Rehash of scaling limits discussion
This is a rehash of something I've written before, but I keep returning to this issue.
I wrote this in response to the ongoing post about PHP. This is in follow up to the pro-PHP rant closing the discussion.
Harry Fuecks is on target when he points to the execution model, but I think I can get more specific about two ways that PHP's execution model has made it successful:
Fuecks points out how the execution model eliminates hard to debug user land memory leaks. He also points out how this makes PHP servers easier to administer.
I'd like to also point out that execution model has no dependency on a particular web server scaling model. This allows PHP to be ported to almost every existing web server.
By making PHP an easy business to manage, and by eliminating server/os specific niches in the hosting market, PHP hosting has become a cheap commodity. It's basically free.
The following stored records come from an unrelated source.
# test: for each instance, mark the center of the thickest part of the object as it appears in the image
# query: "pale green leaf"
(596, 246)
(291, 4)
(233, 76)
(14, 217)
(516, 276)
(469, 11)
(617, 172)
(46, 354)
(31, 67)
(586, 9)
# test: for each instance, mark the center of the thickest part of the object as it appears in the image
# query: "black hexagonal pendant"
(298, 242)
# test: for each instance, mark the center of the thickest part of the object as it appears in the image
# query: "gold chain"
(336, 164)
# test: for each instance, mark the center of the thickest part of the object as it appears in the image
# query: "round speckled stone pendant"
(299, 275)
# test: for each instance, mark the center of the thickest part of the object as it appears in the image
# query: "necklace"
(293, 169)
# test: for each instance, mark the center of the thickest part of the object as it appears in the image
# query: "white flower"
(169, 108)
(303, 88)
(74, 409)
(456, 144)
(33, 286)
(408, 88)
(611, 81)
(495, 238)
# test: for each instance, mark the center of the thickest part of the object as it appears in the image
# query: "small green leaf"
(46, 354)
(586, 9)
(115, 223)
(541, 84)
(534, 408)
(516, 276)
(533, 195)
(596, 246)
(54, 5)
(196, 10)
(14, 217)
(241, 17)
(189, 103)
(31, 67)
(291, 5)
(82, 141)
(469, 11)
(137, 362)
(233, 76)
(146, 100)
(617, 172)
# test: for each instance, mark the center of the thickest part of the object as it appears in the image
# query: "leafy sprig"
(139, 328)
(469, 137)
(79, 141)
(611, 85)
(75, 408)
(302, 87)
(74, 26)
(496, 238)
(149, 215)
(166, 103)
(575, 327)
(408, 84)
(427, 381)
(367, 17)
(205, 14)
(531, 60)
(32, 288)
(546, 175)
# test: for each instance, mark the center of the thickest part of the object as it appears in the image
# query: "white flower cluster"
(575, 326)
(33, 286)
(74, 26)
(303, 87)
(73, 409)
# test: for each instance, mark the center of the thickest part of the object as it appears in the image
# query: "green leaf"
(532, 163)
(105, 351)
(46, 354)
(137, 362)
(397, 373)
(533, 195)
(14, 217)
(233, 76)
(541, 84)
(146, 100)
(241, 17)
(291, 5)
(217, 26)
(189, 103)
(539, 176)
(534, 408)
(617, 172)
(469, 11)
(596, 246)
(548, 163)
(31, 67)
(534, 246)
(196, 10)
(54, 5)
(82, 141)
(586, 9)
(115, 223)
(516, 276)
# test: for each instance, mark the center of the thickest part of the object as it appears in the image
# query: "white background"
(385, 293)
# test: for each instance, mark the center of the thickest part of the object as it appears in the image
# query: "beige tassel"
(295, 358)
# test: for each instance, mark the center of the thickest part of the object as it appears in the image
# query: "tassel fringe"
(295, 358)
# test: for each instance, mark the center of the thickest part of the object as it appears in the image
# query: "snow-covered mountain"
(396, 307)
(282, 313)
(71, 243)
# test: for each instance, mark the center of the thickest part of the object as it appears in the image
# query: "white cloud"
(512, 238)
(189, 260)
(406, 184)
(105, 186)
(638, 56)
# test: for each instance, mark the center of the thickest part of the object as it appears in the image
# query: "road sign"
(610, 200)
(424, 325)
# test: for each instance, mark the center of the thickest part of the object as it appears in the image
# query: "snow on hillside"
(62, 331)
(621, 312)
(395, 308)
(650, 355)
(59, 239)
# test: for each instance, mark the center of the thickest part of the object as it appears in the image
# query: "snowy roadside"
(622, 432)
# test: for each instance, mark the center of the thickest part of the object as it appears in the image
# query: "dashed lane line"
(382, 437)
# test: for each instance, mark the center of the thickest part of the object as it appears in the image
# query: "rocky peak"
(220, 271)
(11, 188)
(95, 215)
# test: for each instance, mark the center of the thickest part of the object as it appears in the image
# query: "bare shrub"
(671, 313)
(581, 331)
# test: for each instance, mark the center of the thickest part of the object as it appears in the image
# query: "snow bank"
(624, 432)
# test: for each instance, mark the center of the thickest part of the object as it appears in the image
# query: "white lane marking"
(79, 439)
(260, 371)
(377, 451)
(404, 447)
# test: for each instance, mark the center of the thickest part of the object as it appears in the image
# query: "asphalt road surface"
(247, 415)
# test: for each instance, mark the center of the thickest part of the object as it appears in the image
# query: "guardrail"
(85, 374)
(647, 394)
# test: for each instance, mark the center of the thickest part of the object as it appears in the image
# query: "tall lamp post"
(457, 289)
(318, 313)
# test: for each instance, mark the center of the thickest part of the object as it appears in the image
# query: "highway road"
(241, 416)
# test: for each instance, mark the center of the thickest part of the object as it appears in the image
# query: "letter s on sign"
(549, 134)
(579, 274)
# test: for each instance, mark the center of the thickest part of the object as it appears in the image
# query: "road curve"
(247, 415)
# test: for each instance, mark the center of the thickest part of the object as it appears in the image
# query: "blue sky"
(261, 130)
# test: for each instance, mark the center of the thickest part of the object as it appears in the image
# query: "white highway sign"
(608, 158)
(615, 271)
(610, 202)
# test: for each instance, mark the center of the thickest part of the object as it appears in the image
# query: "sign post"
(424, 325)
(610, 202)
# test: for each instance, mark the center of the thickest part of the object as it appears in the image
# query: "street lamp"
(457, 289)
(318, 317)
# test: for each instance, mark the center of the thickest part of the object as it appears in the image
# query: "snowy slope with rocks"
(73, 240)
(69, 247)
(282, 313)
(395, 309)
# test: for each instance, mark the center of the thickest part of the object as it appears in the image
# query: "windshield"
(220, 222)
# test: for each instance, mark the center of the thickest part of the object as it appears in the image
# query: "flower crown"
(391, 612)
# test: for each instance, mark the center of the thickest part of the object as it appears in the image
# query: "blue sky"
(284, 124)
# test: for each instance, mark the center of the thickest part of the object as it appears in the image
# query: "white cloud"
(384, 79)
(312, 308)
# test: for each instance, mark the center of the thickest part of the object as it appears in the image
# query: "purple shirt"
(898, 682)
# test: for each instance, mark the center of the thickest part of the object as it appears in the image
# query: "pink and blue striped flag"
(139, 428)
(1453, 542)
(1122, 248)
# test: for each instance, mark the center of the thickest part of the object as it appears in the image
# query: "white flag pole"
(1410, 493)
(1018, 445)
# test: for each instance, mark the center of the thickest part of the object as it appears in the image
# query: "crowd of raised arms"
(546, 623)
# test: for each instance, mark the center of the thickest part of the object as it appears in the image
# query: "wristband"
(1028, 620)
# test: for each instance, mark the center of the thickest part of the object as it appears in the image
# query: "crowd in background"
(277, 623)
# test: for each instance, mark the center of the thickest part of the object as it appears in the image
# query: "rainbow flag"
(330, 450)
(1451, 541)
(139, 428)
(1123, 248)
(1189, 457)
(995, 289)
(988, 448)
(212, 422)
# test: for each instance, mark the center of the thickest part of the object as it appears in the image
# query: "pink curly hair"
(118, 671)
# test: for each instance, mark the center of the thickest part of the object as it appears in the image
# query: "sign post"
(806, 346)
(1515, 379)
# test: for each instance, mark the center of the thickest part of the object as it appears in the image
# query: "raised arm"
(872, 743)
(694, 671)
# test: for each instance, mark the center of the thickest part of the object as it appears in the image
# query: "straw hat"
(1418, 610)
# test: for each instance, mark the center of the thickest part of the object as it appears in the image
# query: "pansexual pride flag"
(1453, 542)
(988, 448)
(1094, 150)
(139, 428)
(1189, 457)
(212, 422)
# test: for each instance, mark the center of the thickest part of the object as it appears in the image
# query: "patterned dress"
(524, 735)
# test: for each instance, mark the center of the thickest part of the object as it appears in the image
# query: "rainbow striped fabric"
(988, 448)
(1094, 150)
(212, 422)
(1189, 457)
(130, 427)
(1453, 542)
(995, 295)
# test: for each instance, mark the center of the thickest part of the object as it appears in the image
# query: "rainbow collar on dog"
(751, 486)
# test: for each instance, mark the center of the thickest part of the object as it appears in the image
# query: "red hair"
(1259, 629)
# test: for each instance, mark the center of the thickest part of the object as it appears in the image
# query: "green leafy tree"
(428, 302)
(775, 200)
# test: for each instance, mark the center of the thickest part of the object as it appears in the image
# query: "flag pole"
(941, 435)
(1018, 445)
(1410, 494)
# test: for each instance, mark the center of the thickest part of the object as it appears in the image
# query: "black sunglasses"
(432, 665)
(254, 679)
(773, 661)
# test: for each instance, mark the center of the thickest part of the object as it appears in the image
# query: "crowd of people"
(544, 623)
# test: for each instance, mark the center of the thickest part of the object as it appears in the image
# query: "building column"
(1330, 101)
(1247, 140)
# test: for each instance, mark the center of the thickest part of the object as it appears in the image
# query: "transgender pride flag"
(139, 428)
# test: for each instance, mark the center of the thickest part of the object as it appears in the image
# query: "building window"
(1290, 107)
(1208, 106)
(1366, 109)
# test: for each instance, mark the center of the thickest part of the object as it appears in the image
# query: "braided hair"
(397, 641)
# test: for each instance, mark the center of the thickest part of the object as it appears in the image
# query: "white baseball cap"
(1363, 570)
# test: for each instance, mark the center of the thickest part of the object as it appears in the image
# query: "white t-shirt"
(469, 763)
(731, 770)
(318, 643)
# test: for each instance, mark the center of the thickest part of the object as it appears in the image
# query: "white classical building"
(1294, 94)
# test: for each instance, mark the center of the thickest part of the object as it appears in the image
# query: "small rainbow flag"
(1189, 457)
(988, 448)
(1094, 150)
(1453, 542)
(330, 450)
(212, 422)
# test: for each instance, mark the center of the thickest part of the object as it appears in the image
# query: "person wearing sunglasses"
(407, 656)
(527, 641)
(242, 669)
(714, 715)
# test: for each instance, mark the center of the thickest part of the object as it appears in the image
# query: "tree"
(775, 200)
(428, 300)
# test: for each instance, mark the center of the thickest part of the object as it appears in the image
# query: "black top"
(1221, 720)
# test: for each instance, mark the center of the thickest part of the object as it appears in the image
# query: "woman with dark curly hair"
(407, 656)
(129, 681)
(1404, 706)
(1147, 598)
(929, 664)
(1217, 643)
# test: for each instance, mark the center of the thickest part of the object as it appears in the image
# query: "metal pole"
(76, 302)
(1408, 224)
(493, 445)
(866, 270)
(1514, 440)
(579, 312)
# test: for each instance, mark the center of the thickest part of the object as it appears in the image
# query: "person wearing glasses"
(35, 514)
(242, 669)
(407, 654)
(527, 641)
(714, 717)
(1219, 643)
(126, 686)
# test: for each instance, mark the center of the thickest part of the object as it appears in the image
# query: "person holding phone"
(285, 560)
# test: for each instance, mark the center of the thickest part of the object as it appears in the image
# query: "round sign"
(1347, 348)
It's Still a Scripting Language
Moving on to the rant. Basically, I'd like to raise awareness of this single point:
Aside from dynamic typing, I believe that the most distinctive feature of general purpose scripting languages (perl, python, ruby, etc) is the support for writing programs of a limited scope. I can write a script confident that it will only affect the problem at hand. For all inputs? Who cares, it only needs to work for this input.
Using ruby as my most familiar example, in a basic command line script I have a range of scopes available:
+ Create a ruby file (script)
+ Dynamically decide how to setup globals (per invocation)
+ Require a library in my home directory (user)
+ Use some standard libraries (ruby)
+ Install some gems (machine)
Just by installing ruby I can write little scripts focused on my problem while leveraging shared code from the larger community. And I am in control of when I pull in successively "more" global code.
But when I go online, I lose some of this control. The most common means of scaling general purpose scripting languages is to simply span the interpreter across multiple requests (with various tricks). I believe that this lazy route causes a loss of "scripting language" features. Continuing to use ruby as an example:
CGI: Create an interpreter per invocation
CGI has the same available scopes as the home directory, except that even a trivial web site will cause more invocations than one would see with a commandline script. It doesn't matter that I still have all these scopes available because the server dies of load.
FastCGI: Create 1 to 10 interpreters per script, reuse the interpreters
- limit on the number of scripts
All those interpreter instances will consume between 5 and 10 megabytes of memory. That overhead can add up, and is enough to discourage me from creating many scripts. Unfortunately, this loses a nice feature of scripting -- the ease of forking.
- per invocation scope lost
I get to worry about memory links since the interpreters are re-used. Another feature of scripting lost. Plus, I can't do any dependency injection tricks b/c I need to be careful about setting globals per invocation. This is 'free' in PHP and in commandline ruby, but for ruby online it's another feature of scripting lost.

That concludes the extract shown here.